“Yes, except for the search at Quarantine; some report had gotten about that there were suspects aboard and we met with a lot of espionage and were severely cross-examined,” he stepped back to the desk and closed the drawer. “I am glad you like René La Montagne,” he said, and she started at the irrelevant remark. “He’s an ‘ace,’ you know, in the French Flying Corps.”

“Yes.” She looked at him, slightly puzzled. “How do you know I like Captain La Montagne?”

“Because you were walking with him.”

She laughed amusedly. “Is my walking with people a sign that I like them?”

“So I have heard—commented,” he said, and his eyes held hers. “I would very much like to do some sight-seeing; will you not take pity and show me Washington?”

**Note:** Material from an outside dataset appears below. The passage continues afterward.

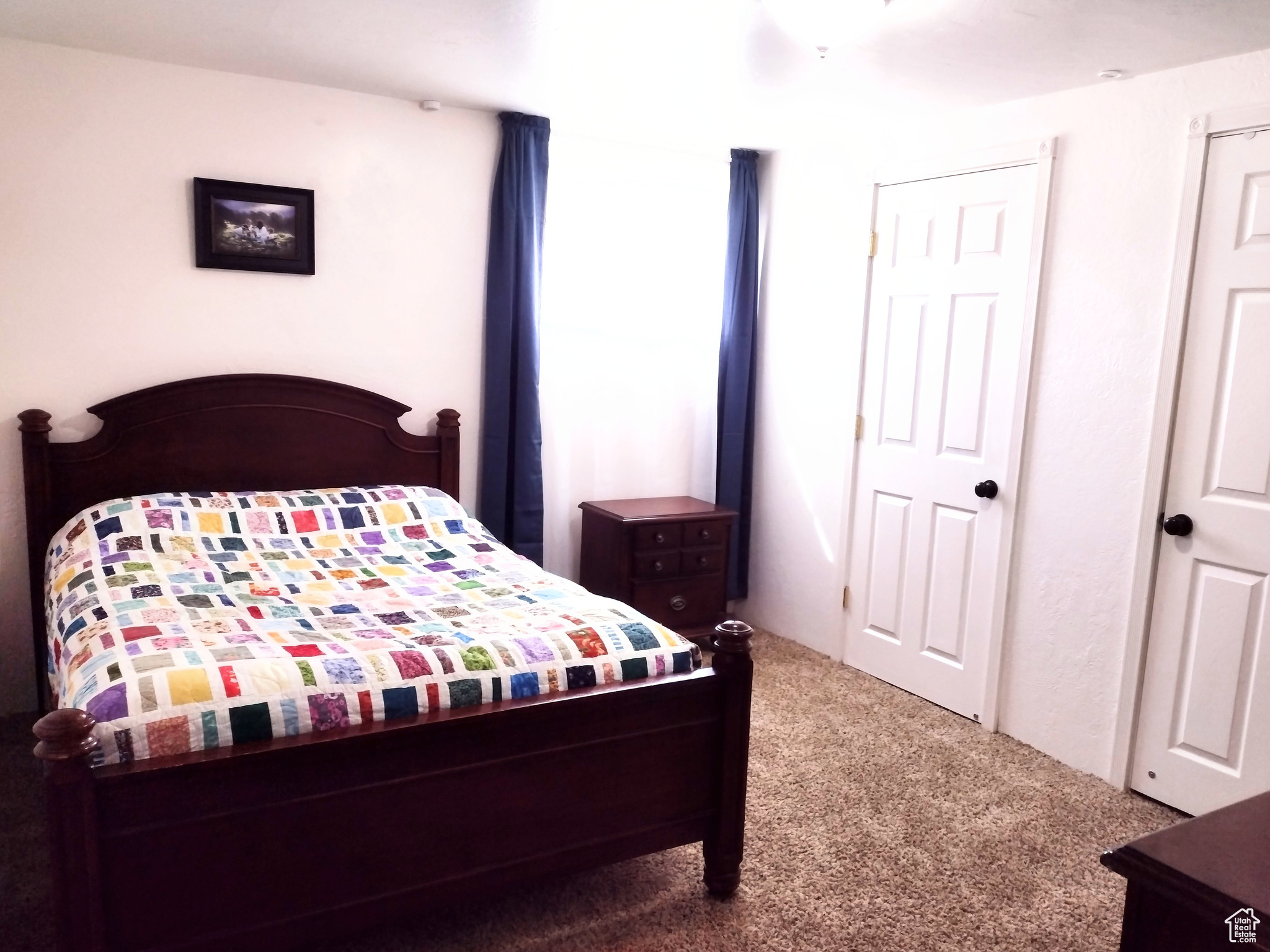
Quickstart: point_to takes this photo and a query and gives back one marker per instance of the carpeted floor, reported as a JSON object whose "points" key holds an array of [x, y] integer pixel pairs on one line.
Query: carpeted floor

Marian’s fingers were playing with the string of coral which she wore about her neck. “It would be the blind leading the blind,” she said, and her voice sounded strained even to her own ears. “Washington is changed in the last few months. Mr. Burnham would prove a better guide than I.”

“Speaking about me?” inquired their host from the doorway of his room and Marian started; she had not heard the door opened. “Why are you two sitting up here?” he demanded querulously, and Maynard, glancing in his direction, noted that Burnham made a detour of the room which prevented his near approach to the chair where the dead man had been found. “The drawing room is much pleasanter,” he remarked, stopping half way across the room. “Suppose we go there.”

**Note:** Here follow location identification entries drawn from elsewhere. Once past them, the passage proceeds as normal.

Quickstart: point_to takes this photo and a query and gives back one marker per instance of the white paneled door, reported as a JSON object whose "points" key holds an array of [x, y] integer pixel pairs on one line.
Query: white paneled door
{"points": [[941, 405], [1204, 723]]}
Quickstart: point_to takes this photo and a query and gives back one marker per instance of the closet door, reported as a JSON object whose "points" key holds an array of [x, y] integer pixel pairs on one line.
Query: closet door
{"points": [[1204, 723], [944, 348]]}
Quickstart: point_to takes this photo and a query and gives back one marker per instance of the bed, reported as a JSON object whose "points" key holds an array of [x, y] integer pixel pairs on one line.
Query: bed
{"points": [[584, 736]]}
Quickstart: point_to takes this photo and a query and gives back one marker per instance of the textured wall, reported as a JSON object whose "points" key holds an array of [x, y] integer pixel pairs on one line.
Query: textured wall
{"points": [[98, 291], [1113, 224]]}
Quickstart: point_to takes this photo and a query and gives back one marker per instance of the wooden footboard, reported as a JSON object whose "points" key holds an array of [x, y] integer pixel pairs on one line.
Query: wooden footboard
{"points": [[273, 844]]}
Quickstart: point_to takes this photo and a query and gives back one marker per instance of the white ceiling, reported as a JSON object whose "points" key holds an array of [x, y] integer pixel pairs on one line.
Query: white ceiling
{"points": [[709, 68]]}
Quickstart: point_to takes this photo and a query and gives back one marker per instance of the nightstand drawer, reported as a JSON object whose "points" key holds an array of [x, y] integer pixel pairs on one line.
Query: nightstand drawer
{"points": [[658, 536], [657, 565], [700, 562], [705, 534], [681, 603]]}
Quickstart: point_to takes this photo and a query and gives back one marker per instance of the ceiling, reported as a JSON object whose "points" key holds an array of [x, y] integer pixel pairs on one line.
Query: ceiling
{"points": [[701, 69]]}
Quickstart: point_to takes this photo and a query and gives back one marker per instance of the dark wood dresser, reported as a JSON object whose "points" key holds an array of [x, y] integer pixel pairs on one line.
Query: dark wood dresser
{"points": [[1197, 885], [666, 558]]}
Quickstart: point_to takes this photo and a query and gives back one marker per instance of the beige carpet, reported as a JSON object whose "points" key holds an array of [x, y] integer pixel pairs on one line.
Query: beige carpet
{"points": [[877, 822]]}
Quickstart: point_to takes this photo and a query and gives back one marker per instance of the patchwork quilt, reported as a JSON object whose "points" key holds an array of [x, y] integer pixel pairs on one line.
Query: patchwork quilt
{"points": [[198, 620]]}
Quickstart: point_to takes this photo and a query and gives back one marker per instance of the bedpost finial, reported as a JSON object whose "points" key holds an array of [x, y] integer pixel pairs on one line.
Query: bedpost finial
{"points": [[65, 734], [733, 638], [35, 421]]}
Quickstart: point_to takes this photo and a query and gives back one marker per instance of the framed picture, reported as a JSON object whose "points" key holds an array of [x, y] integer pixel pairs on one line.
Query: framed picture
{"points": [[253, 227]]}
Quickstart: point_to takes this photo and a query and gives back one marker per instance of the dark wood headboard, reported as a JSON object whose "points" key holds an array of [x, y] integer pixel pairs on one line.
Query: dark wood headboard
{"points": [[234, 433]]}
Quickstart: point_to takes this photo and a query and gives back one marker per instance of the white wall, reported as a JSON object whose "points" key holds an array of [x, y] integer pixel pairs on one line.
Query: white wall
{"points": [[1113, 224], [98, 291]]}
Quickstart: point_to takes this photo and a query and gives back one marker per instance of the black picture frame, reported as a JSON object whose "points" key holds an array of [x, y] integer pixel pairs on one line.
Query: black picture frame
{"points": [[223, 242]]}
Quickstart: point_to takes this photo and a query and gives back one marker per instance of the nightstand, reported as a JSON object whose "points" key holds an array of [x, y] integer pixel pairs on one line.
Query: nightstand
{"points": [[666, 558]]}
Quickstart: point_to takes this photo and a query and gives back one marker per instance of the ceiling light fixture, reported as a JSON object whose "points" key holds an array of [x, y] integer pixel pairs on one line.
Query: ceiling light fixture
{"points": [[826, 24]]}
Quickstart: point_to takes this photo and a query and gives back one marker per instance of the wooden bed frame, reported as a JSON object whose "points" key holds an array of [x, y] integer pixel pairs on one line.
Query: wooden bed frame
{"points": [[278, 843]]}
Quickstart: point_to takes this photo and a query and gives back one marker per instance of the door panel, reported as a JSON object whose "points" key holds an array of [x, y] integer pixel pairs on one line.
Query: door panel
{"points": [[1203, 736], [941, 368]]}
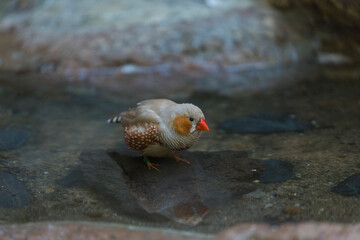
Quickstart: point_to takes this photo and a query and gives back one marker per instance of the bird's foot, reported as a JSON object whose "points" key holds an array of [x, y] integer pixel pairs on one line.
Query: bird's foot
{"points": [[179, 159], [150, 165]]}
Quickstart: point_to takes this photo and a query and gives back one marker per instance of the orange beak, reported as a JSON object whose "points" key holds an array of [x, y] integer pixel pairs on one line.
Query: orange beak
{"points": [[202, 126]]}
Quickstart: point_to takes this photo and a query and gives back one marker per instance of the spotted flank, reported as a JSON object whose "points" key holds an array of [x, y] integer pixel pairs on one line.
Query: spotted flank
{"points": [[140, 137], [115, 119]]}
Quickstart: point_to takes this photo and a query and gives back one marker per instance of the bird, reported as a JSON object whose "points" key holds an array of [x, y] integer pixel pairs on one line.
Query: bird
{"points": [[161, 128]]}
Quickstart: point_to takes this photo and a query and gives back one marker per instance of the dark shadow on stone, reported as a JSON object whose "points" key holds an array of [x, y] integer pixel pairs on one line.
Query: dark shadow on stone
{"points": [[265, 123], [74, 179], [13, 193], [12, 138], [276, 171], [183, 193], [349, 187]]}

Before Marian could rise, the portières were pushed aside and Detective Mitchell stepped inside the library. He looked with quick displeasure from one to the other.

“You were directed, sir,” he said, addressing Burnham, “by the Chief of Police not to use this room until further notice.”

“Tut, tut!” Burnham reddened angrily. “I don’t take instructions in my own house, and I won’t permit my guests to be dictated to. You can go, Mitchell.”